The Acting Commissioner’s tweet did none of these things. Read it. Watch the video. The fact that the tweet was removed and the account locked is startling. It is hard to understand how anyone believed Mr. Morgan’s tweet promoted violence, threats or harassment. Especially considering that the facts about the border wall system support the tweet.
Whether you know it or not, CBP guards the front line of the American homeland. CBP repels and arrests thousands of violent criminal gang members each year. CBP rescues young girls who are forced into cross-border sex trafficking. CBP intercepts dangerous drugs and contraband, including enough of the opioid fentanyl to kill every man, woman, and child in the United States several times over. CBP fulfills the United States’ most obvious and essential law enforcement and national security responsibility to the people of our country. Your company may choose to be ignorant of these facts, but it is no less censorship when you choose to suppress them.
There was no reason to remove Mr. Morgan’s tweet from your platform, other than ideological disagreement with the speaker. Such censorship is disturbing. Twitter’s conduct censoring U.S. government officials also endangers the national security. It is dangerous and damaging when any publisher arbitrarily and unfoundedly decides, as it did here, that the facts and policies of a particular Presidential Administration constitute “violence”—in order to censor them.
And in the case of Twitter, this can cut off an essential mode of communication between U.S. Government officials and the public. In doing so, Twitter is sabotaging public discourse regarding important national and homeland security issues.

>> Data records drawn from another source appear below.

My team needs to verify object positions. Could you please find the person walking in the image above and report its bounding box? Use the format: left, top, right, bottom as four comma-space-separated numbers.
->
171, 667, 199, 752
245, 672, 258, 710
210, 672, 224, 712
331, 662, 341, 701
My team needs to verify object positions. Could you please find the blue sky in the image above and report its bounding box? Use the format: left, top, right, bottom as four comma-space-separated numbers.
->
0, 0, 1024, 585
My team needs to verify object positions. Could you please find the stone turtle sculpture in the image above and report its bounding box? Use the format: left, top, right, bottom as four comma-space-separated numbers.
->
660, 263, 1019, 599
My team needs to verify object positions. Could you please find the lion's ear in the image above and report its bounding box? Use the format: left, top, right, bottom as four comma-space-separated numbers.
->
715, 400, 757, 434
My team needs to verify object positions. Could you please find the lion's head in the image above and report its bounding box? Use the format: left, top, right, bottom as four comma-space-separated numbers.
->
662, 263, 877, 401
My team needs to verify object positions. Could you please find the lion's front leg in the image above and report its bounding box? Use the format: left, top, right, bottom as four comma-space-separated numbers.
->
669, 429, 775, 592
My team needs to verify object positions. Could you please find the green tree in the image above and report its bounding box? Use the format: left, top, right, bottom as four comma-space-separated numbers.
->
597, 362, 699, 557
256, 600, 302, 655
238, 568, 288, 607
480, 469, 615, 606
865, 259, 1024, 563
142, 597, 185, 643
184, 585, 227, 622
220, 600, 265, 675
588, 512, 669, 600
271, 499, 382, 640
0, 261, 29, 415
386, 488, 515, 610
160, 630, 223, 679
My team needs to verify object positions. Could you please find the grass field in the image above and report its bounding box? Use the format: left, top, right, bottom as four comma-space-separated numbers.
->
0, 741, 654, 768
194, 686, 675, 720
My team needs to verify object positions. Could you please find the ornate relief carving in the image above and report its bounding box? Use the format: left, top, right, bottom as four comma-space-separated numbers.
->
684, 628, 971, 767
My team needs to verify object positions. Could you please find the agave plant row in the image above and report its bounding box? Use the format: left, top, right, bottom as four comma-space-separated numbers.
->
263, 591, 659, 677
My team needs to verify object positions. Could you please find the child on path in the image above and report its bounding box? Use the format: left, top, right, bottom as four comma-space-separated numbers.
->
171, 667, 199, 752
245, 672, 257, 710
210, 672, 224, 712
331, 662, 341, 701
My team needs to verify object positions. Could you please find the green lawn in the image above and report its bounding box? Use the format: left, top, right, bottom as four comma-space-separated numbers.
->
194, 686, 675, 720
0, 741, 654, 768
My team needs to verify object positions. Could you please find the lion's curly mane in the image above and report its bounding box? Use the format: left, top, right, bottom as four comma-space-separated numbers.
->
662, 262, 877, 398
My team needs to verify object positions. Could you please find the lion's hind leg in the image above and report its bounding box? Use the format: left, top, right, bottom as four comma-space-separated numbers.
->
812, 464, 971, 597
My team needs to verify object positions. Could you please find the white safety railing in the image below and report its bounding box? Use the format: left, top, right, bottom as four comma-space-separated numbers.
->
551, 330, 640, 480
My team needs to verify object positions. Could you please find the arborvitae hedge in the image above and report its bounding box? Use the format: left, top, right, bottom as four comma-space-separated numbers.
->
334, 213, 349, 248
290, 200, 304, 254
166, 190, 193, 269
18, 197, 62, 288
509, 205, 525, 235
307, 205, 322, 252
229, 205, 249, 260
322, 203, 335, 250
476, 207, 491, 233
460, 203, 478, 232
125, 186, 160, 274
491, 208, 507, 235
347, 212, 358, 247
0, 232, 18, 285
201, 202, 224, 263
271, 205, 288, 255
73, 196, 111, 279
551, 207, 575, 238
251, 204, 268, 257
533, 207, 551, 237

Further, it is clear that Twitter’s gross censorship was intentional, not accidental. Twitter notified CBP that it had censored Mr. Morgan’s message and locked his account. In response, CBP communicated with Twitter’s office of government affairs, and also appealed Twitter’s censorship decision. But Twitter denied the appeal. And Twitter’s office of government affairs ignored CBP’s communications. Only after CBP reached out to Twitter’s office of government affairs a second time and went public with this censorship, then finally Twitter admitted its bad
judgment and unlocked the account.
I call on you to commit to never again censoring content on your platform and obstructing Americans’ unalienable right to communicate with each other and with their government and its officials, including the thousands of law enforcement officers at the DHS who work vigilantly and diligently to protect your safety every day.